Em um determinado processo em cujo polo passivo figura pessoa incapaz, o juiz da causa, que ali já havia atuado como membro do Ministério Público, acabou por proferir sentença, condenando o réu a pagar certa soma em dinheiro ao autor. Embora regularmente intimados da sentença condenatória, nem o demandado nem o órgão ministerial interpuseram recurso de apelação, assim advindo o seu trânsito em julgado. No que se refere àquela sentença, é correto afirmar que é ela impugnável por:
- A)ação rescisória;
Correta, porque a atuação do juiz em hipótese de impedimento gera vício rescindível, atacável por ação rescisória com base no art. 966, II, do CPC.
- B)querela nullitatis;
Errada, porque querela nullitatis é medida excepcional para vícios extremos, como ausência de citação válida, e não para impedir de magistrado.

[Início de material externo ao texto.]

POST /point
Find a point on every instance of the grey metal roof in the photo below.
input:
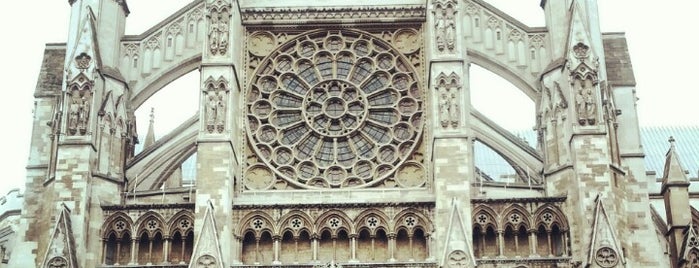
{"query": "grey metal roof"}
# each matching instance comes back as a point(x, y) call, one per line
point(655, 146)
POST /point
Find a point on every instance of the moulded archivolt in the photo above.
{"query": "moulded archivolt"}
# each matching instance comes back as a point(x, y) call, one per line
point(339, 108)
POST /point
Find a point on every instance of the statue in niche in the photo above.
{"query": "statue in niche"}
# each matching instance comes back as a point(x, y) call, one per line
point(444, 104)
point(215, 108)
point(445, 27)
point(218, 30)
point(448, 90)
point(453, 109)
point(206, 261)
point(78, 112)
point(585, 102)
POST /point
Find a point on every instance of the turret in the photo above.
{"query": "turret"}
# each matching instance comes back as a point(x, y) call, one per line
point(675, 193)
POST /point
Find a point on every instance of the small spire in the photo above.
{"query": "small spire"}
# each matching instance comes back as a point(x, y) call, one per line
point(673, 171)
point(150, 136)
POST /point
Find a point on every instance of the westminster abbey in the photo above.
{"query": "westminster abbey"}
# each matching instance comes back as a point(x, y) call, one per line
point(342, 134)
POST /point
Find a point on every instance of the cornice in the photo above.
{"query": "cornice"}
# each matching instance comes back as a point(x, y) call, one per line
point(339, 205)
point(556, 199)
point(147, 206)
point(335, 15)
point(122, 3)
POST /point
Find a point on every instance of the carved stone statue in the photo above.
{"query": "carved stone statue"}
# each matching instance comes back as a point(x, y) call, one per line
point(445, 28)
point(218, 29)
point(585, 102)
point(444, 104)
point(448, 100)
point(215, 114)
point(78, 112)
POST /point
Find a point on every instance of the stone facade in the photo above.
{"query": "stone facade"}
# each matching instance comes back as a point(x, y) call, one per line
point(337, 134)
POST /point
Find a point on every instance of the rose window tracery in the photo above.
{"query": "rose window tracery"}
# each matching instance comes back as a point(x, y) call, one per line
point(335, 109)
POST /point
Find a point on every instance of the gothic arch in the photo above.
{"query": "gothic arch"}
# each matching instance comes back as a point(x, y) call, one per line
point(543, 213)
point(491, 217)
point(287, 223)
point(257, 222)
point(111, 224)
point(364, 221)
point(504, 71)
point(403, 221)
point(515, 215)
point(327, 221)
point(176, 222)
point(151, 223)
point(156, 82)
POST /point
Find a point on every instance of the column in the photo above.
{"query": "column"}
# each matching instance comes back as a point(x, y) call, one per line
point(501, 243)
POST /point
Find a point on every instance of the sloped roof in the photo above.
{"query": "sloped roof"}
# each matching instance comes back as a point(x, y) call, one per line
point(655, 145)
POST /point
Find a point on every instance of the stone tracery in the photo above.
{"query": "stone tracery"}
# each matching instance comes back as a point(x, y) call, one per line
point(340, 109)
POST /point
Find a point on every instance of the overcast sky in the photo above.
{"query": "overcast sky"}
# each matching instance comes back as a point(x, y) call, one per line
point(660, 36)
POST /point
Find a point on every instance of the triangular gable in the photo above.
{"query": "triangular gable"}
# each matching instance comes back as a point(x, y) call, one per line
point(690, 243)
point(61, 249)
point(457, 252)
point(207, 252)
point(673, 173)
point(604, 246)
point(85, 58)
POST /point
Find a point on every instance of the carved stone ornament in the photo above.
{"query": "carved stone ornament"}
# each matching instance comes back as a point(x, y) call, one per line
point(585, 98)
point(458, 259)
point(57, 262)
point(79, 99)
point(219, 27)
point(216, 98)
point(340, 14)
point(206, 261)
point(581, 51)
point(445, 25)
point(448, 92)
point(606, 257)
point(335, 109)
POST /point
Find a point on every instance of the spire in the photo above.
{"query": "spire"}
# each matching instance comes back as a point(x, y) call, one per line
point(207, 252)
point(61, 251)
point(690, 245)
point(457, 252)
point(673, 172)
point(150, 136)
point(604, 247)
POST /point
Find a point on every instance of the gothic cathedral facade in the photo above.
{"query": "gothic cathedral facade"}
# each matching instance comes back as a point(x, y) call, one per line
point(341, 134)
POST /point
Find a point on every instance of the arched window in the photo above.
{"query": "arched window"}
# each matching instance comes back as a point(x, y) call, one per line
point(289, 248)
point(419, 245)
point(478, 241)
point(491, 242)
point(249, 255)
point(523, 248)
point(557, 246)
point(542, 241)
point(510, 246)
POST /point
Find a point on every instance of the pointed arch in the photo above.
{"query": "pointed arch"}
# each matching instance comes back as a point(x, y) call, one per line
point(289, 222)
point(145, 224)
point(515, 215)
point(257, 222)
point(326, 221)
point(411, 218)
point(543, 213)
point(364, 221)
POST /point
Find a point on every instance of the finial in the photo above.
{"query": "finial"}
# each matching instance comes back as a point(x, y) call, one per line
point(152, 114)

- C)objeção de pré-executividade;
Errada, pois objeção de pré-executividade serve para matérias cognoscíveis na execução e não é meio de desconstituir sentença já transitada em julgado.
- D)agravo de instrumento;
Errada, porque agravo de instrumento é recurso contra decisões interlocutórias, e aqui já houve sentença definitiva com trânsito em julgado.
- E)recurso extraordinário.
Errada, porque recurso extraordinário exige decisão recorrível e é cabível antes do trânsito em julgado, além de depender de questão constitucional.
Gabarito: A
A questão mistura três ideias que caem muito em prova: sentença, nulidades e coisa julgada. Depois que a decisão transita em julgado, a regra é simples: ela fica estável e só pode ser atacada pelas vias excepcionais previstas em lei. Não é qualquer vício que autoriza “reabrir” o processo, porque o sistema valoriza a segurança jurídica. Aqui, o ponto sensível é que o juiz atuou anteriormente como membro do Ministério Público no mesmo processo, o que viola uma hipótese de impedimento. Sentença proferida por magistrado impedido é defeituosa, mas, em regra, isso não leva à inexistência do ato, e sim à sua anulabilidade por meio da ação rescisória, nos termos do art. 966, II, do CPC. Além disso, o prazo para a rescisória é de 2 anos, contado do trânsito em julgado, conforme art. 975 do CPC. Já a querela nullitatis fica reservada a vícios gravíssimos, como ausência de citação válida em hipóteses excepcionais, o que não é o caso. Por isso, o gabarito é a alternativa A: a sentença transitada em julgado é impugnável por ação rescisória.